ACell, FUE, and Follicle Harvesting
Hi,
Love the site and the calm measured manner you guys take to things. I’m finding the Acell stuff really fascinating for a lot of reasons beyond my own hair concerns. I had a couple questions and was hoping you might be able to shed some light on them.
From what I understand, one of the many unanswered questions in the auto-cloning process is whether or not a plucked hair from the balding-immune donor zone, implanted into the bald area will continue to be fully immune to balding because of the mixed biological source nature of the hair/implant zone/newly generated follicle. Theortically couldn’t this issue be circumvented thusly :
1) Use standard FUE/implant techniques from donor areas
2) Depending on scalp availability, reseed these areas with acell plucked hairs
3) Harvest established acell hairs for further implanting
4) repeat until desired resultsNot to get into totally wacky territory here, but is there any investigatory efforts to see if Acell plucked hairs can be implanted in other areas of the body and harvested in that manner if scalp tightness is an issue? For instance, growing a crop of donor hair via auto-cloning on the arm/back/leg, and taking them for standard implant from there?
Perhaps you are misunderstanding what the auto-cloning technique with the ACell product is all about. The research we’re conducting is basically plucking out hair from a donor scalp area (where hairs are considered immune to genetic balding), applying the ACell products, and transplanting to an area of scalp where there is balding. We are not harvesting hairs to be multiplied in a lab. Growing a crop of donor hair is not what this is all about.

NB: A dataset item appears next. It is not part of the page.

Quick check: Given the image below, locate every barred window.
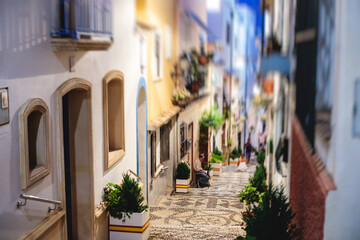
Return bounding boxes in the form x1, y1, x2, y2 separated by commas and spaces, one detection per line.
160, 121, 171, 163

Finally, we still do not know if the transplanted ACell plucked hairs will continue to survive years down the line as if they are immune to genetic balding like standard transplanted hair follicles. We are all assuming that it will be just like transplanted hair follicles, but this has yet to be proven. That proof will come many years from now where we can follow those transplanted patients.
How many patients have received the treatment thus far?
Dr. Rassman – after implanting an autocloned hair, can you pluck it to see if it grows back? Wouldn’t this be an easy way to expedite the process of determining whether or not autocloned hairs cycle?
As a researcher (in a different field), I’m very happy to see that there is a sensible and responsible person like Dr. Rassman to comment on these recent developments. Everyone is certainly hoping for the best when it comes to new technologies, but we non-experts do need a few words of clarification and caution every now and then. There are plenty of snake oil salesmen out there, and even the most promising treatments like ACell may be misrepresented, and their function and effect misinterpreted.